Os dois julgamentos merecem uma atenção especial do eleitor do Rio Grande do Norte. No caso do “mensalão do DEM” pelo fato do presidente nacional do partido, José Agripino Maia (RN), ter tido o seu nome gravado em um CD encontrado pela Polícia Federal nas buscas dentro da “Operação Caixa de Pandora”, conforme reportagem de Leandro Fortes, na CartaCapital em 15 de outubro de 2010 sob o título “Pandora inesgotável”. Fato esse que nunca ficou bem esclarecido, até porque, segundo o próprio Leandro Fortes em sua matéria, o caso foi abafado nas redações em Brasília. Diz o texto:
Em 27 de novembro de 2009, o delegado Wellington Soares Gonçalves, da Diretoria de Inteligência da Polícia Federal, deu uma batida no gabinete de Fábio Simão, então chefe de gabinete do governador do Distrito Federal, José Roberto Arruda, do DEM. A ação, autorizada pelo ministro Fernando Gonçalves, do STJ (Superior Tribunal de Justiça), fazia parte da Operação Caixa de Pandora, realizada em conjunto com o Ministério Público Federal, responsável pela desarticulação de uma quadrilha montada no governo local movida a corrupção pesada e farta distribuição de propinas.
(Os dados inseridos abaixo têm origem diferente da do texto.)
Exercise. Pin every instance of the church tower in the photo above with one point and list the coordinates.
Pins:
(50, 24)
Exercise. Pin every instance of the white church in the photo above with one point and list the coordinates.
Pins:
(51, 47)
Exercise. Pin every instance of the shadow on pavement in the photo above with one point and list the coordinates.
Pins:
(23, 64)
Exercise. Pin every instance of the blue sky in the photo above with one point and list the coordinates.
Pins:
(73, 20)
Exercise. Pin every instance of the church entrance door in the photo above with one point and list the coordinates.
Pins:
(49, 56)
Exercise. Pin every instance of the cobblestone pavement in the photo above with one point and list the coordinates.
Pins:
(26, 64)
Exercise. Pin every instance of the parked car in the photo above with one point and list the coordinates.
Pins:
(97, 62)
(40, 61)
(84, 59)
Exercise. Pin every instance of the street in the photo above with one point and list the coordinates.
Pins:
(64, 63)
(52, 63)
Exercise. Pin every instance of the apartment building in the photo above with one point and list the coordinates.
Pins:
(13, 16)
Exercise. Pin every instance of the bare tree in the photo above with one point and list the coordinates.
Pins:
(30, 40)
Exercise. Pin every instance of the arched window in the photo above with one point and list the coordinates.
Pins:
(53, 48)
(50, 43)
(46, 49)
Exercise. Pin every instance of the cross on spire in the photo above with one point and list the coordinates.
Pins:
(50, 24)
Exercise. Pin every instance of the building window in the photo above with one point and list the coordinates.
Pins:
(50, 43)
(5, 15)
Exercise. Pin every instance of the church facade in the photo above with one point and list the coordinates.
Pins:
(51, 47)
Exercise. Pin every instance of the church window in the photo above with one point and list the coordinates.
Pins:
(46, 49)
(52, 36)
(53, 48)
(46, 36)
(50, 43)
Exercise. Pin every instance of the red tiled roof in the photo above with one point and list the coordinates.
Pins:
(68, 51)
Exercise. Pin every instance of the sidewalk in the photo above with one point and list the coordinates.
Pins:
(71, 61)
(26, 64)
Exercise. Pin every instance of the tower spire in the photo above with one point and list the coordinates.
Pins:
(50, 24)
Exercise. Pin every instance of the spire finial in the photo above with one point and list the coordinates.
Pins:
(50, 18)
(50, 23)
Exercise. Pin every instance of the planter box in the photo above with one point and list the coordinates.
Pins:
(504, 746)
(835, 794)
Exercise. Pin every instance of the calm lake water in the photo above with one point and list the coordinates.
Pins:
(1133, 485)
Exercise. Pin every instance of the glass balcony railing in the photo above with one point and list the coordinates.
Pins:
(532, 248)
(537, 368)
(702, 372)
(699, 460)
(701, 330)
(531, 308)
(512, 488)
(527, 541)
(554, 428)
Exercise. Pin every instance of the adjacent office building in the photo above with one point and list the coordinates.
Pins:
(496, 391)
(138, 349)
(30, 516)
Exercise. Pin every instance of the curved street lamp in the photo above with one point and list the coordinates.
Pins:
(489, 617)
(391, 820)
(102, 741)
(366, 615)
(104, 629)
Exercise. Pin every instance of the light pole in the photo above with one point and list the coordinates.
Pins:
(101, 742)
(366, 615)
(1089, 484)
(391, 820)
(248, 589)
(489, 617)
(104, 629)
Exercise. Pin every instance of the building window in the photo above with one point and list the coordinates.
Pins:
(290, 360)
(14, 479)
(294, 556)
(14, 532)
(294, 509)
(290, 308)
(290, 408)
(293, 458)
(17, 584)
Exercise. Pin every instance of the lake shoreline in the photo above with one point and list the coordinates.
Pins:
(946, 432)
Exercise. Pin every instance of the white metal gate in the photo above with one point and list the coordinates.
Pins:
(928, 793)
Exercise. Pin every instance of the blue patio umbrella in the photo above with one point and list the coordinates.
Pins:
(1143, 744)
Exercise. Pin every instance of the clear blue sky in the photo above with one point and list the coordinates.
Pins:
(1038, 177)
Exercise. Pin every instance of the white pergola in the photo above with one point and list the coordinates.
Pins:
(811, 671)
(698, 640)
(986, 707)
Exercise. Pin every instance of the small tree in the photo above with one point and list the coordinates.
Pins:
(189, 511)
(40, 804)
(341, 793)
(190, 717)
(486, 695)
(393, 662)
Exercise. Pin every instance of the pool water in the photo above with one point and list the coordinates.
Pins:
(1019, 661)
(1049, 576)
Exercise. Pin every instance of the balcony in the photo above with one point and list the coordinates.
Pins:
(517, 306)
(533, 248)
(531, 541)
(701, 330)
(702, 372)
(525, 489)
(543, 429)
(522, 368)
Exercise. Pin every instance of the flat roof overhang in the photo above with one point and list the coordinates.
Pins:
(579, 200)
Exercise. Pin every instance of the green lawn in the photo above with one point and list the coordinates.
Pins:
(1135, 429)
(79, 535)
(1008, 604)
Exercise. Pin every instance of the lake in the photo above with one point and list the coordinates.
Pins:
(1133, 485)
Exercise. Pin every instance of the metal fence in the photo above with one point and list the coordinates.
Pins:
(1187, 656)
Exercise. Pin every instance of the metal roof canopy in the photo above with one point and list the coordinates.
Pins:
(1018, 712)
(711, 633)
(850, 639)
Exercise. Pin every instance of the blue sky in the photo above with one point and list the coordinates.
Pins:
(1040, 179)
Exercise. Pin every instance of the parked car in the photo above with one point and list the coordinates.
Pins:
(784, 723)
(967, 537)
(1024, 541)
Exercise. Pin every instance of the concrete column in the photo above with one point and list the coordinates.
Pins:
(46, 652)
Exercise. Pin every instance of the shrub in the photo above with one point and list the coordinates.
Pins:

Na sala de Simão, a equipe de policiais federais encontrou um CD com a seguinte inscrição: “Dist. De Dinh. Da Qualy, 8/10/2005”. Levado à perícia, o disco se revelaria um indício comprometedor contra dois dos principais líderes da oposição no Congresso Nacional, os senadores Agripino Maia, do DEM do Rio Grande do Norte, e Sérgio Guerra, do PSDB de Pernambuco. Guerra ocupa também a presidência nacional do partido e coordena a campanha de José Serra à Presidência. (Para ler toda a reportagem clique Aqui [1]) [1].
O segundo julgamento, que deverá voltar a Plenário, se faz importante pelo fato de Wilma de Faria ser hoje a companheira de chapa do candidato a prefeito de Natal, Carlos Eduardo Alves (PDT). A se confirmar a decisão do STJ, Wilma de Faria estará na condição de ficha-suja e, portanto, inviabilizando a sua condição de vice do pedetista, fato que poderá mexer sobremaneira com a campanha sucessória em Natal. No entanto, o julgamento poderá acontecer antes ou depois das eleições. A conferir!